I love to shop for weird things on Tik Tok. As a huge believer in the concept of energy, frequency and vibration, I recently purchased a 9-piece tuning fork kit. Pure impulse purchase.
But Lisa has gotten into it as well, so we might actually use it.
Well, I have to give Tik Tok their due, their on-line shop keeps on top of their deliveries.
So, yesterday morning, when I came back from a short trip into town, there was a package on my front porch.

I brought it in and opened it. Now I never check the labels because if it’s on my porch it’s probably mine. And Lisa has been shopping up a storm for the two youngest grans birthdays.
Turns out it was some fancy sweatsuit – something Tony Soprano might wear – or at least Fat Pussy — so I asked Lisa if she was dropping a hint that I should be getting more exercise, or maybe I should have taken that offer so long ago.
After the appropriate sneer, she grabbed the bag and read the label. It was meant for another svelte man that – after checking Google Maps – lived about 20 miles south of us.
Now I know how pissed I get when something I’ve ordered disappears on route. So, I told Lisa I’d drop it at his place. And off I went. I actually found the place without any hassle, and, good deed done, returned to Casa Claire.
https://www.facebook.com/share/r/17xBc4gb1Y/
When I got home, I got a text from an unknown number, which I usually automatically delete, but yesterday being opposite day –
this time I opened it. It was the Tik Tok driver. All apologies. So, I called off all of the hexes I placed upon him and Tik Tok and responded.

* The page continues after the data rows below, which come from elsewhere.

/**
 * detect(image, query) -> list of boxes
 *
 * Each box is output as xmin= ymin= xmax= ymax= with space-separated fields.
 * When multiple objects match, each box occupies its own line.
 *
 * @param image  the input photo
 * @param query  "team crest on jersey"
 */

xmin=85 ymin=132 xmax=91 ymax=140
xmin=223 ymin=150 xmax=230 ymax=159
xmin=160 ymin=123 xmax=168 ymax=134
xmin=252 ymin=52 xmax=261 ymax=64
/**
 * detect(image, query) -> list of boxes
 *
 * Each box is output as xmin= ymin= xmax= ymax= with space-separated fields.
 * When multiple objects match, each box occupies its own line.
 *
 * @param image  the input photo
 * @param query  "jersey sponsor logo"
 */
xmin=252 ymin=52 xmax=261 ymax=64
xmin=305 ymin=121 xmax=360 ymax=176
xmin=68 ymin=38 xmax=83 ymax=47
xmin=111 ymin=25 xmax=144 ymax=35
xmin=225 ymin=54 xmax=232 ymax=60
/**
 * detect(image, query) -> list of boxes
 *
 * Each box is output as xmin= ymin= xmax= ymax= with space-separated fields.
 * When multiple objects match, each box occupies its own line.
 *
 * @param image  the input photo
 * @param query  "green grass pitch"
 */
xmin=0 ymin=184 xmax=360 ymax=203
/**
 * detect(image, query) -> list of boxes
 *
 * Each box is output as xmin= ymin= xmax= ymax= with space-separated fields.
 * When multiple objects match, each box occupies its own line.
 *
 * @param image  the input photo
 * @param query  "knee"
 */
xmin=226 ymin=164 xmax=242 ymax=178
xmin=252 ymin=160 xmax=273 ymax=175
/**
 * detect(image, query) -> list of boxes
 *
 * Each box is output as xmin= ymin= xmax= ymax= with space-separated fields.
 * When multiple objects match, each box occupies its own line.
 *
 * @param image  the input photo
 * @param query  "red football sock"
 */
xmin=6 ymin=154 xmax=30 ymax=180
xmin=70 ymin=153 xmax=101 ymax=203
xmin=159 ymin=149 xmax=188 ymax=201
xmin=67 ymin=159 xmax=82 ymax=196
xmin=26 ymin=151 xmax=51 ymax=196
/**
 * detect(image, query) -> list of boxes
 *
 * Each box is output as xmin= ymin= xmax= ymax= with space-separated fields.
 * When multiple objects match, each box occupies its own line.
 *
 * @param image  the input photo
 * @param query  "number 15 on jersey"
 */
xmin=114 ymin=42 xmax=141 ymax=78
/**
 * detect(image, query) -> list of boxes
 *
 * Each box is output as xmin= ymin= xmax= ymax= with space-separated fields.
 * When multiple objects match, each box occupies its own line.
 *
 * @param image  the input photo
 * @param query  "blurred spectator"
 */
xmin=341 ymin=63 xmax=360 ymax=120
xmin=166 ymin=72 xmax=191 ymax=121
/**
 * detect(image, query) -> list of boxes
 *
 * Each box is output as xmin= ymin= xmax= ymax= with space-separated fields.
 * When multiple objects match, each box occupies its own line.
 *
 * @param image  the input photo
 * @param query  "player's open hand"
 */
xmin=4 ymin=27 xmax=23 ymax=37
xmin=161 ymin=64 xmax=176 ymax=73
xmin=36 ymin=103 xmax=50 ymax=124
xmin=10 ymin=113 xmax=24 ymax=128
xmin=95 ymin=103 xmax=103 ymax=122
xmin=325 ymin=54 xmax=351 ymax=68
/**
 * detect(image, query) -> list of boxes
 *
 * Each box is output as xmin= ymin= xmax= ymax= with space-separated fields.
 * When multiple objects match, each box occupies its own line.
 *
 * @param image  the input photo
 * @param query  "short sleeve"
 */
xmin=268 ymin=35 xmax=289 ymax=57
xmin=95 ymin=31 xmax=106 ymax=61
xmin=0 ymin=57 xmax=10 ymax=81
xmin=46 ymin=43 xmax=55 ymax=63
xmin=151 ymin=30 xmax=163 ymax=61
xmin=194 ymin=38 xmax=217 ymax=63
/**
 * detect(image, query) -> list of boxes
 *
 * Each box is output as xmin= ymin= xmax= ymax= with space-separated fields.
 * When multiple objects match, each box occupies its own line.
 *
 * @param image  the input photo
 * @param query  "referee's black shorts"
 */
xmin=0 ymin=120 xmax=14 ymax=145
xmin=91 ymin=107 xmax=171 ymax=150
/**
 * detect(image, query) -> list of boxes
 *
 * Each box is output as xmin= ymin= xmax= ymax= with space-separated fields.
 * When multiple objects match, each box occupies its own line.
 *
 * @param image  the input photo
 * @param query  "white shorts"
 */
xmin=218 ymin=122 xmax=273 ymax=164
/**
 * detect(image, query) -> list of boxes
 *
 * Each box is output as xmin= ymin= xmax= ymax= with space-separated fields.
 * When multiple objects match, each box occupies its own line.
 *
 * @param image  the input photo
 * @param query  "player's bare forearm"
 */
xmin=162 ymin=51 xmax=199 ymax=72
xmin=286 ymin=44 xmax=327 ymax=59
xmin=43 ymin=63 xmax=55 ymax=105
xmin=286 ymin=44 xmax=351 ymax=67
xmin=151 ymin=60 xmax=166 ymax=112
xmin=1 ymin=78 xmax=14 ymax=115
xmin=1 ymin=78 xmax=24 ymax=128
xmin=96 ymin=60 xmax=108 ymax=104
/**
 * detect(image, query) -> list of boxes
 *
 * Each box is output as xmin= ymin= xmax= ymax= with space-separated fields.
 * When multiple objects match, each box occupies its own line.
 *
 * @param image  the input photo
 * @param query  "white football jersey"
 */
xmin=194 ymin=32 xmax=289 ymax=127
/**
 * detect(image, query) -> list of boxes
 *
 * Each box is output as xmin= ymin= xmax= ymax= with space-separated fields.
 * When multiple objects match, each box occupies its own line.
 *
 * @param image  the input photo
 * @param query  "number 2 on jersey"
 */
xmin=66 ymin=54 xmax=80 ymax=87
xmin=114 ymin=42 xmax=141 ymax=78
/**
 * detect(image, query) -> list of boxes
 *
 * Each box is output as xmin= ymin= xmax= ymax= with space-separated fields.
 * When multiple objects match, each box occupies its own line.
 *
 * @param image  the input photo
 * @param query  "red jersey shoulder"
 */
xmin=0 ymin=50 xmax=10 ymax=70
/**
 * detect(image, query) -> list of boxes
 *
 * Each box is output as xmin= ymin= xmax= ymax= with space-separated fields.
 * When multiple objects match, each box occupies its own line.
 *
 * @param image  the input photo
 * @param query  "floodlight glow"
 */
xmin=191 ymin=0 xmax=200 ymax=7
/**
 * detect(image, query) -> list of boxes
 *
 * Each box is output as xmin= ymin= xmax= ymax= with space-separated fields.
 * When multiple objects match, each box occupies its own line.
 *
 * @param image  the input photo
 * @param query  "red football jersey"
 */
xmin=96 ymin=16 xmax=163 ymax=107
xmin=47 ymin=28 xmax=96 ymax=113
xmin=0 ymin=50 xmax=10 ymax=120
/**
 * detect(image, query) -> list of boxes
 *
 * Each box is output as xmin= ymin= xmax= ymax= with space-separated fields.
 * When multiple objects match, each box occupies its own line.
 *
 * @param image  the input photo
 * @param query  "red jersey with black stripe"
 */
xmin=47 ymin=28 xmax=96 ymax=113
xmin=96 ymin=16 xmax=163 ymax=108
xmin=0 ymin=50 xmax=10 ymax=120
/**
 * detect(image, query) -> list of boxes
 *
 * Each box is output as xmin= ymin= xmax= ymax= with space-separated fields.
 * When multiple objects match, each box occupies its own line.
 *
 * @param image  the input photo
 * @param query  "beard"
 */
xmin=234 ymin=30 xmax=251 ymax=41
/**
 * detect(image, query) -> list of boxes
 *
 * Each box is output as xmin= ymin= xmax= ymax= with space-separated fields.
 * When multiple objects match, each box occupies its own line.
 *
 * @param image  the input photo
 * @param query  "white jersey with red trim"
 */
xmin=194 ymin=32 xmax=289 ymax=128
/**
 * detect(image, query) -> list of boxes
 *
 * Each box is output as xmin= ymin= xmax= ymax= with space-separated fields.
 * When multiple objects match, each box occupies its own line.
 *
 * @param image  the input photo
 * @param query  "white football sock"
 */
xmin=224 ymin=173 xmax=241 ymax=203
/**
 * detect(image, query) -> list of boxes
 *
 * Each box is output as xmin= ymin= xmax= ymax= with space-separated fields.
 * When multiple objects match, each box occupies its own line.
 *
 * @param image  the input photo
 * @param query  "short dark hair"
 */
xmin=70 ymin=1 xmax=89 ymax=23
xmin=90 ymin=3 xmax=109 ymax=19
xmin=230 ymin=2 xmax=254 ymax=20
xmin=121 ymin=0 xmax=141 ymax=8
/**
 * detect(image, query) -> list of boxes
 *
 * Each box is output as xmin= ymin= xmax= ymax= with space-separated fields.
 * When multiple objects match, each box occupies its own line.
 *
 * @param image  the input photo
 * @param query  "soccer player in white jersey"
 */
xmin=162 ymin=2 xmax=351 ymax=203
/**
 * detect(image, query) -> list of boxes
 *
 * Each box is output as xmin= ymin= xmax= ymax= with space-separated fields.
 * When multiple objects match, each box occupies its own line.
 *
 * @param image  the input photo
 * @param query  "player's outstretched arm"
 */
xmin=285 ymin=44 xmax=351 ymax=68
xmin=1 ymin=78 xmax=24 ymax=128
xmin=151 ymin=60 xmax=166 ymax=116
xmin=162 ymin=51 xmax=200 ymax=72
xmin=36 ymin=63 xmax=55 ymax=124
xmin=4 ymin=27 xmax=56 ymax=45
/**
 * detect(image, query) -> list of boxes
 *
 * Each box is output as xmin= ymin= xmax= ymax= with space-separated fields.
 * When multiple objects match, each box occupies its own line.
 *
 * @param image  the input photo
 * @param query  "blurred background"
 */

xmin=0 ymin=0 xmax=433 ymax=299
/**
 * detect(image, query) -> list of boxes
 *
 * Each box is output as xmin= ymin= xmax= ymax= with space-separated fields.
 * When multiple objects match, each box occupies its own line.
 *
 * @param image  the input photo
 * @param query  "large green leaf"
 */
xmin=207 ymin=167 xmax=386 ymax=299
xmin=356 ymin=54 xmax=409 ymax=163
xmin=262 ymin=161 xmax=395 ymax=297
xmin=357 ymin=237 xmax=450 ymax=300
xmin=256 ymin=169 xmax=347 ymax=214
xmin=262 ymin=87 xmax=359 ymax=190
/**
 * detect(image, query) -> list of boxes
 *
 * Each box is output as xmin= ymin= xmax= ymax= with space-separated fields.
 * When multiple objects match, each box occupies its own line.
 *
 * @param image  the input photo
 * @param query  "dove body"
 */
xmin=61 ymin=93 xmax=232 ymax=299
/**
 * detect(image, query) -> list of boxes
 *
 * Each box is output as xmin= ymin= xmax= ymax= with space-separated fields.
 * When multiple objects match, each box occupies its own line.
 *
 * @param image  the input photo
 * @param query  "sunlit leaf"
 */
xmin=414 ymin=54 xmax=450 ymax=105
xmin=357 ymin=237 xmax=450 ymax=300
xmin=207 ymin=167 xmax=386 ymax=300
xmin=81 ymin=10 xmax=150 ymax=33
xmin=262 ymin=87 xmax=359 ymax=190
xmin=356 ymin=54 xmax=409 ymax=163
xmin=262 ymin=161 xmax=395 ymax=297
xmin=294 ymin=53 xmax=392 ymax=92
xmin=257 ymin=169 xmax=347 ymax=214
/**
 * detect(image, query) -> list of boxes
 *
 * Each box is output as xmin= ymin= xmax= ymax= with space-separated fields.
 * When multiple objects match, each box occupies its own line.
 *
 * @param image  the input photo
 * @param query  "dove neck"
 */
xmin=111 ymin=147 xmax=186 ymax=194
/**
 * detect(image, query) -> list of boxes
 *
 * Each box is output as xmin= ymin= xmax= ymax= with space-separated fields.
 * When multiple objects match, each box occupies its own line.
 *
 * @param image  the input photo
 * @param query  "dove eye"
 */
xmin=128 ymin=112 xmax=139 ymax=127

And of course, despite his use of a plural pronoun, or his Freudian slip that he may have multiple personality disorder, I tried to be human.

And when he called me “the best person in the whole world” who was I to argue.
I showed the text exchange to Claire, who just whinnied, shook her head and took a dump.
I remain the Rodney Dangerfield of Proxima b.
However, by the end of the day the Tik Tok driver made good on his word and delivered the package he was supposed to.

And inside a box that was way too large for its contents, was the set of tuning forks we were expecting.

Anyway, you have to grab the mitzvahs God offers you. They are better than apples, as one a day will keep the Reaper away.
So, pay it forward. It usually works out for the best. And if it doesn’t, you still usually end up better off than you expected. Looking forward to trying out those tuning forks.
Today, I have my youngest gran Stella — yes, the hybrid from The Claire Saga (write what you know) — visiting because her mom is substitute-teaching at the older girls’ school. She had a birthday party with friends yesterday.

Given that she is part Brit, curtseying comes naturally to her.
If she comes over dressed up as a princess, I’m going to tell her I’ll use the tuning forks to move her into another dimension. Should be fun.
Well, that’s it for now, I have to get my tuning fork set all prepped for interdimensional transport.
Oh, and I watched Indiana beat Miami in one hell of a college football game last night. So, I was up way past my bedtime.
You fine, five readers enjoy the fact that Monday passed by you like a ghost in the hallway. Just an unexpected chill. Four days ’til the weekend.
But no matter what else we get up to, let us make today a great one.